Difference in swing quantization settings.

Tenova

New member
Hello all,

What is your opinion of the built in swing settings in either Ableton or Logic? I've been swinging my drums (I make House) in using the MPC setting of Ableton's built in quantize option, but I've heard from a few people that these settings are suboptimal compared to some third party options.

My question is, what third party options exist and what (in your eyes) is the best option for swinging sampled drums in Ableton? I make Deep/Jackin House so the MPC is usually my favorite.
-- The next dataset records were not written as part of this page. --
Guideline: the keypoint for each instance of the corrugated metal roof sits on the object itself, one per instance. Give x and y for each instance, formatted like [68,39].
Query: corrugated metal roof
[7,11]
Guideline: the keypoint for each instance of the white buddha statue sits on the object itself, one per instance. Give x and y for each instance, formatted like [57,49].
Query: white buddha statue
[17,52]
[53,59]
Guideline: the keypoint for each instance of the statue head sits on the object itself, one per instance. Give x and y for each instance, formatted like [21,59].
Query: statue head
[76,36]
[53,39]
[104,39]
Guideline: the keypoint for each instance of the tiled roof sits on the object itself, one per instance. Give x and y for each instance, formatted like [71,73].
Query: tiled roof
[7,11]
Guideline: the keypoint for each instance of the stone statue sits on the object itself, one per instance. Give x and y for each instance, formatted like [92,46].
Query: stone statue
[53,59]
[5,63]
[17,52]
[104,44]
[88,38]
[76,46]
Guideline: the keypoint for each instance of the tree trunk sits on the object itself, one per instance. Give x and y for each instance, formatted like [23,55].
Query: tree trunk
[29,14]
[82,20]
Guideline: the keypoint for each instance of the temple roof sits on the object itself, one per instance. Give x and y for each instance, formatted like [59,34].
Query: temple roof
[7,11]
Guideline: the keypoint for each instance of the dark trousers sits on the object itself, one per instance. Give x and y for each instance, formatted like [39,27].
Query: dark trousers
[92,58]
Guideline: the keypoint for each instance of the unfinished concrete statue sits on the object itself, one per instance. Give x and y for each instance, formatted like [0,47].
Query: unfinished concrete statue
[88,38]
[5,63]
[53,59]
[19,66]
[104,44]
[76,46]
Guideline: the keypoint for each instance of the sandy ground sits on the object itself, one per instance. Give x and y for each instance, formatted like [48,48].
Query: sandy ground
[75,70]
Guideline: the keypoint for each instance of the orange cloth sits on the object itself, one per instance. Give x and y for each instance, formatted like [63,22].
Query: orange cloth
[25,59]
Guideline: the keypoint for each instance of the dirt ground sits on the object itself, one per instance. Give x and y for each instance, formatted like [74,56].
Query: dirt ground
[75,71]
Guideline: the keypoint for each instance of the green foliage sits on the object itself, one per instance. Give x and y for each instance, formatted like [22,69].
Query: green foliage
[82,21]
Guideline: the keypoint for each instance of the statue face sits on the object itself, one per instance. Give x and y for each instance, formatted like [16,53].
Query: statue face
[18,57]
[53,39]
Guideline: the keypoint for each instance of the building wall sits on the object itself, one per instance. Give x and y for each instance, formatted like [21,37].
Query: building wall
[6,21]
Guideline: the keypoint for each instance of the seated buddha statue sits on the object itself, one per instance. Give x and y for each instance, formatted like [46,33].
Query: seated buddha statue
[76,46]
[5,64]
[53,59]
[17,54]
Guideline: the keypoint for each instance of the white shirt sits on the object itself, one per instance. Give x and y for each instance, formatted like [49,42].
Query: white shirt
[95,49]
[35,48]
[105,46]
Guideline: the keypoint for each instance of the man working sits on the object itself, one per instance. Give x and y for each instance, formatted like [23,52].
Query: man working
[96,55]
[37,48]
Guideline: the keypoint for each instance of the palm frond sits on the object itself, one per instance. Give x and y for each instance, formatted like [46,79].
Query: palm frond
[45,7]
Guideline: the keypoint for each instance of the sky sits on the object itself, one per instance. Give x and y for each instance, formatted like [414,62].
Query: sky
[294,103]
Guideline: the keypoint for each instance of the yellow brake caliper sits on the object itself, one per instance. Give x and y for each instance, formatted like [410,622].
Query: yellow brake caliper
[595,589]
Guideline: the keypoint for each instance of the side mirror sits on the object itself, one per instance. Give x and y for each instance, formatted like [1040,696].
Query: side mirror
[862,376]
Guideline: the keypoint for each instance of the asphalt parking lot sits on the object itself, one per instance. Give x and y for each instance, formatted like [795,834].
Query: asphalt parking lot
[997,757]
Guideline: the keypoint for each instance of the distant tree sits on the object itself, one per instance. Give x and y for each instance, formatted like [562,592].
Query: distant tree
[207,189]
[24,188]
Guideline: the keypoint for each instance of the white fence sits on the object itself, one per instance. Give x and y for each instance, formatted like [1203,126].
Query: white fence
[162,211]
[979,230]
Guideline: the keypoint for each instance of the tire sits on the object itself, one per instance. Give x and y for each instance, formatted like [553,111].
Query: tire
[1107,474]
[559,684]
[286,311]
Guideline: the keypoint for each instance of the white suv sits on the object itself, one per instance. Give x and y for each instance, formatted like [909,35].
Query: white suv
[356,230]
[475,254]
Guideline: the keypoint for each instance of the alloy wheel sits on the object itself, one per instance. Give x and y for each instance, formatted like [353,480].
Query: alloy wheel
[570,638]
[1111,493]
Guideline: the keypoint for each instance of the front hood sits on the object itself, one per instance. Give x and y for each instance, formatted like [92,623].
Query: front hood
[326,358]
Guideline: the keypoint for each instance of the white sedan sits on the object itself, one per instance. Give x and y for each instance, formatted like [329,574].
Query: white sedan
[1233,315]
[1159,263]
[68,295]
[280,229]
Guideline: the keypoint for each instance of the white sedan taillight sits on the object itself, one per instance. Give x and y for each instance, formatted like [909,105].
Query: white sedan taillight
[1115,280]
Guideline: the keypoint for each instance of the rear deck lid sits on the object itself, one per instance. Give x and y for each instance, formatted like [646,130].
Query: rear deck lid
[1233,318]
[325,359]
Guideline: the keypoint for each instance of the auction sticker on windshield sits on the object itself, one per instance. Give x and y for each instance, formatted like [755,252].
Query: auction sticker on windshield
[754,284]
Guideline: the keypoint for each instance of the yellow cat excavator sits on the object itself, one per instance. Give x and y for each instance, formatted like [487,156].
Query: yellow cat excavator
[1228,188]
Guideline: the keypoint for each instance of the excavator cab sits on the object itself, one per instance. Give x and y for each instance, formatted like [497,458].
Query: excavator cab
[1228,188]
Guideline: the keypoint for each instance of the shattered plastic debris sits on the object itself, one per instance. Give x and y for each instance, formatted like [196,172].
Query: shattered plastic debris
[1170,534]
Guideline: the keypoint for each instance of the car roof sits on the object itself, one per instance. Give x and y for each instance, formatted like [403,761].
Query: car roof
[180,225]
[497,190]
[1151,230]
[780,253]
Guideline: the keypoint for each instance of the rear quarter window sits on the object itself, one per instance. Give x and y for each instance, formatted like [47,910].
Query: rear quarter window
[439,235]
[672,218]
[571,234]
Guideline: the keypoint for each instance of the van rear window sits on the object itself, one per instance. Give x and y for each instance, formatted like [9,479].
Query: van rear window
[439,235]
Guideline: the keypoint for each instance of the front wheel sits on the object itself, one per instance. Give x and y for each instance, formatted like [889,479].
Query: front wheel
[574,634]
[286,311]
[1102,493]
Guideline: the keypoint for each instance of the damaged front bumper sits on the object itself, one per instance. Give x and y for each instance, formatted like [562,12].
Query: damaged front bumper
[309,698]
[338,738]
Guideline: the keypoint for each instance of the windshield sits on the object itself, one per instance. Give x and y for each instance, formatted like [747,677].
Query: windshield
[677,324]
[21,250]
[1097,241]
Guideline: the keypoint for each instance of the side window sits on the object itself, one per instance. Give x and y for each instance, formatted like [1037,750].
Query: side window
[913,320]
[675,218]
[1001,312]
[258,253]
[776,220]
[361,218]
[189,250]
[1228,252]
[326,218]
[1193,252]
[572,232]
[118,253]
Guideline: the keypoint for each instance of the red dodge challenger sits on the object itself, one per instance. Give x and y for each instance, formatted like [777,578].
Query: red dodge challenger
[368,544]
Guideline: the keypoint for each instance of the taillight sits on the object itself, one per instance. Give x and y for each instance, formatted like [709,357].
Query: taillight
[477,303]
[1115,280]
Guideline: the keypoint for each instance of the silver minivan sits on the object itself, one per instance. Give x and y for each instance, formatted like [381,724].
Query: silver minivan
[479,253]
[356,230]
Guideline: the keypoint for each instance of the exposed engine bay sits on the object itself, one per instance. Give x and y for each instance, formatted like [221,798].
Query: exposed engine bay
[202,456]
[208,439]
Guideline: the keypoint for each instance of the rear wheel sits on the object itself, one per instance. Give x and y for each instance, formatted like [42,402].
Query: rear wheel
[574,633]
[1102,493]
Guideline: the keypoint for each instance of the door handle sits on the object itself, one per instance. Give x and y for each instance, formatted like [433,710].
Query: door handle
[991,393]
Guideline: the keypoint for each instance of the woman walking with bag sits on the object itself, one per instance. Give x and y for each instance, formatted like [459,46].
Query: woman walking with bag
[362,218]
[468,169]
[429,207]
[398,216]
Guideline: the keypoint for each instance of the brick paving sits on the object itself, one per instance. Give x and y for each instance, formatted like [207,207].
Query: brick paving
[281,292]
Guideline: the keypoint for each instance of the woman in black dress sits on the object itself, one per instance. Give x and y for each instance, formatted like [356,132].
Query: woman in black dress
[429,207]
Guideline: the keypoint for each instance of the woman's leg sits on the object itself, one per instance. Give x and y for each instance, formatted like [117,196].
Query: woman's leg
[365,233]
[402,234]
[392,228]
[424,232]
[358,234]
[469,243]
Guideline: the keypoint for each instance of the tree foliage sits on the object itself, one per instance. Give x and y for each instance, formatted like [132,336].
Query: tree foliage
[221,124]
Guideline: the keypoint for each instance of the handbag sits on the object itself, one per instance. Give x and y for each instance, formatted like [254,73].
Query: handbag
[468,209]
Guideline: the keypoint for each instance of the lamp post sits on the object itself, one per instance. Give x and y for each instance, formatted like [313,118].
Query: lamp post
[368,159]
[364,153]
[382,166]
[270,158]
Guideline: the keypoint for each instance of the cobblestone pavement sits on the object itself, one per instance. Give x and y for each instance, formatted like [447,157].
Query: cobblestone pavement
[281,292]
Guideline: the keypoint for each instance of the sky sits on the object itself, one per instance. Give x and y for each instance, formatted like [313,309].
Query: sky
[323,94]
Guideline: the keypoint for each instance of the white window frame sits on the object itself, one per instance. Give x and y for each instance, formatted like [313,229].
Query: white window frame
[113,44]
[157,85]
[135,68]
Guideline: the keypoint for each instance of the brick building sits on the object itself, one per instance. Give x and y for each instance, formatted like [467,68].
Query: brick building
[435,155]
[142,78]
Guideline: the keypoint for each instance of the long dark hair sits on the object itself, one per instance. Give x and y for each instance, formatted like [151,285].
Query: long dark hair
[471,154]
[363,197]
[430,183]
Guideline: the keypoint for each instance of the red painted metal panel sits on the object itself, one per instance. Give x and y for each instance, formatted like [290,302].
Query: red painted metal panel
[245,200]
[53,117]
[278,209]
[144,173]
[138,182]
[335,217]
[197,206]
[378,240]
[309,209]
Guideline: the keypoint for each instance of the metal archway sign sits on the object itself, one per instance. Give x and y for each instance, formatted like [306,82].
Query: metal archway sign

Is there a VST? Additional quantization settings that can be downloaded elsewhere?

Thanks,
-Tom
 
Did any of those few people care to elaborate why those settings would be "sub optimal"? Since you can edit the existing grooves (either by the parameters or the actual file by applying, tweaking & re-saving as a new groove), I doubt the whole of Live's groove system sucks all the way. You could also try extracting new grooves from something that has the swing you want and see how that pans out. And while I haven't looked for any, the groove pool files have their own filetype, so I'm betting there are some of those out there, probably in some Live Packs at least.
 
Great answer, thank you. Yeah I'm honestly not sure why but I've heard a few seasoned producers say the same thing. No clue why. I'll look around and report back with what I find.
 
I have a feeling that "them" saying it's sub-optimal probably means "it doesn't sound exactly like an MPC" or something along the lines of that - but there are so many variables (like, say, a sample with a few milliseconds of silence in the beginning could throw off the feel) there that could cause it to sound a bit different that it's hard to say why they're saying that. Groove settings are still just moving notes around in a certain fashion, which shouldn't theoretically be very hard to replicate. The MPC models usually associated with "great swing" - the 60 & 3000 - didn't do anything special, they just had really tight timing (this coming from Roger Linn himself).